非常勤で勤めている(いわゆる『ばいと』)小料理屋『八束』の美人姉妹から余り物の瓜を貰ったのだ。
「この夏はあまり活躍できなかったなぁ」
巷の冒険者たちが命を張ってさまざまな苦難に飛び込んでいるというのに何と言うていたらく。
うっかり『ばいと』のほうに精を出しているうちに世間の波にすっかり乗り遅れてしまった。
冒険者としてはだめだめだと馨は首を振った。
それも『八束』の夏の海辺のバーベキューツアーが盛況で馨も借り出されててんてこ舞いだった所為もある。

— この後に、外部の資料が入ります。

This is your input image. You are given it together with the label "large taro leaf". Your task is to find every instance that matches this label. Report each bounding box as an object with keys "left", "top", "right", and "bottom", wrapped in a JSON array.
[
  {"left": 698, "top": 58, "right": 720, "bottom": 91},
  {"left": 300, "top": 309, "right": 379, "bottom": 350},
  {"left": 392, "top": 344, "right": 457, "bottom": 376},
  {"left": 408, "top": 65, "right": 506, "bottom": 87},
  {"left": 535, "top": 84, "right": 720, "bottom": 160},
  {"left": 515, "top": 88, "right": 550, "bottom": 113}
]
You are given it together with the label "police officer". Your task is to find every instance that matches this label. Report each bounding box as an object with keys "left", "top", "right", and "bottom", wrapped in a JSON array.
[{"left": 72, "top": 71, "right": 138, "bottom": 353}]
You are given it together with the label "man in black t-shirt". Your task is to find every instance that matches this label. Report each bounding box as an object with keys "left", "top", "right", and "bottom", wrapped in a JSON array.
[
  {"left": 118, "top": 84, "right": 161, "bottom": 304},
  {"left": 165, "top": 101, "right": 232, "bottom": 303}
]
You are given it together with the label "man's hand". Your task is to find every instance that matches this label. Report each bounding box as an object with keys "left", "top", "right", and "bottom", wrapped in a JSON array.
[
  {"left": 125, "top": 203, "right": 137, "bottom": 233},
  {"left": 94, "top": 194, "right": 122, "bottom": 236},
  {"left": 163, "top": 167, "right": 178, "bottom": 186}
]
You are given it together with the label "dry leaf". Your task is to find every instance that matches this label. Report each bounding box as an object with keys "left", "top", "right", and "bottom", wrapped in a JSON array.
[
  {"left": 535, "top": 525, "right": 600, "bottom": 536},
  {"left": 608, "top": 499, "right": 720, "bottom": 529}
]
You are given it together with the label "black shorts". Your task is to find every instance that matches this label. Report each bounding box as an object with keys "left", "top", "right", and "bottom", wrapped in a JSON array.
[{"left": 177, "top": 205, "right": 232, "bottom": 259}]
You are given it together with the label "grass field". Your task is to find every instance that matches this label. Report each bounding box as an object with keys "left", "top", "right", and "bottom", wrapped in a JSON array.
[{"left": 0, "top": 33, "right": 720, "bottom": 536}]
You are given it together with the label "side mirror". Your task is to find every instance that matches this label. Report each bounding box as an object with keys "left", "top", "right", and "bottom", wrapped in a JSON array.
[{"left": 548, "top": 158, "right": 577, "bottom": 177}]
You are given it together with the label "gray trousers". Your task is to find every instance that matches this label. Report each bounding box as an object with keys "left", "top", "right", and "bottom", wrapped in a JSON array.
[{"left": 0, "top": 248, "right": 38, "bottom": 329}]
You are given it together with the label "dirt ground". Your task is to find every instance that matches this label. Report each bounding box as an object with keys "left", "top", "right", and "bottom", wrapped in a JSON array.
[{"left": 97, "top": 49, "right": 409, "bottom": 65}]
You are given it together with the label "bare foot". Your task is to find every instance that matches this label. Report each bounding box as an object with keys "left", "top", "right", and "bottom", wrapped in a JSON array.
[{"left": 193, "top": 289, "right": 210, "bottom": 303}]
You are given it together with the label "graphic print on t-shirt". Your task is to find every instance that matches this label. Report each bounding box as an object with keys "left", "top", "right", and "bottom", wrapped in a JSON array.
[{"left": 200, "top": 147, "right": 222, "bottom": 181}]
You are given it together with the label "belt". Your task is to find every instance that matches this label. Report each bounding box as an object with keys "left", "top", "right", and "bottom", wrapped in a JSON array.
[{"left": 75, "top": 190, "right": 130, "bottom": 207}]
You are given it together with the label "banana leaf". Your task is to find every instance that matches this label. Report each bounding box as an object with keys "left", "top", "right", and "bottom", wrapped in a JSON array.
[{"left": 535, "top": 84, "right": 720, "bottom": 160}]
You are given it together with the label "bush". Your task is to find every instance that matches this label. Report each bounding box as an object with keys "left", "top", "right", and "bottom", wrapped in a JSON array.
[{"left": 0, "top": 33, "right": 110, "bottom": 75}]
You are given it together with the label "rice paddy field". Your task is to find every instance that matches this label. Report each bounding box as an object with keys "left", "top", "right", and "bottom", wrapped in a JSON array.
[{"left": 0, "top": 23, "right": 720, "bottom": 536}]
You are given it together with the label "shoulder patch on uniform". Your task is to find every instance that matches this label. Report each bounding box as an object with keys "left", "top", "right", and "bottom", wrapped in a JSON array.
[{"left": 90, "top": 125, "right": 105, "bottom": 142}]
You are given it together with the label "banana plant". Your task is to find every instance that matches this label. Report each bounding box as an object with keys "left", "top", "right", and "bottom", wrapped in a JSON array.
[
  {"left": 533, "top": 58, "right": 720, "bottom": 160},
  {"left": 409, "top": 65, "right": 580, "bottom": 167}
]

おかげで八束は儲かり、正社員にならないかというお声も掛かったのだが、馨としてはあくまでも冒険者が本業なのだ。
そう、兄上に胸を張って『一人前の冒険者です』と言うためにも。
「うん。ここからが仕切りなおしだ」
これという依頼はないだろうかと馨はギルドに向った。
「人見御供の少女を救う‥‥うわ、これは難度が高そうだな‥‥僕の力じゃ無理かも」
と、壁に貼られた依頼書に目を走らせる。そのうち見慣れない言葉に目が止まった。
「いのりひも‥‥?何、それ」
どうやら『ばいと』に精を出しているうちに本当に世間から置き去りにされているらしい。
「と、とにかく狙われてんのか、‥‥警備くらいなら僕にもできないかな」
依頼書をよく読んで祈紐が貴重なものと言う認識はできたが馨は実際、目にしたことはない。
その貴重な品が治められた神社仏閣から続けざまに盗まれるという事件が起こった。
誰が、何のために?ということはわからない。
泥棒のことなので恐らく深夜なのだとは思うが、いつのまにやら忽然と消えているらしいのだ。
奉納されている側としては放ってもおけず警戒はしているのだが二件続けて盗難が起こったとなると、ここは専門家に頼むほうが良かろうと、こうしてギルドに依頼を出してきたらしい。
「皆の祈り、皆の心が篭った大切な品を盗むなんて酷いヤツなんだ。よし!」
馨は勇んで窓口に向った。
◆「まあ、今の子‥‥」
すれ違った男の子に三蔵屋凛は吃驚して振り返った。
こざっぱりした童姿ではあるが、右側の袖と一緒に結び目がたくさんある紐が揺れているのがちらちら見えている。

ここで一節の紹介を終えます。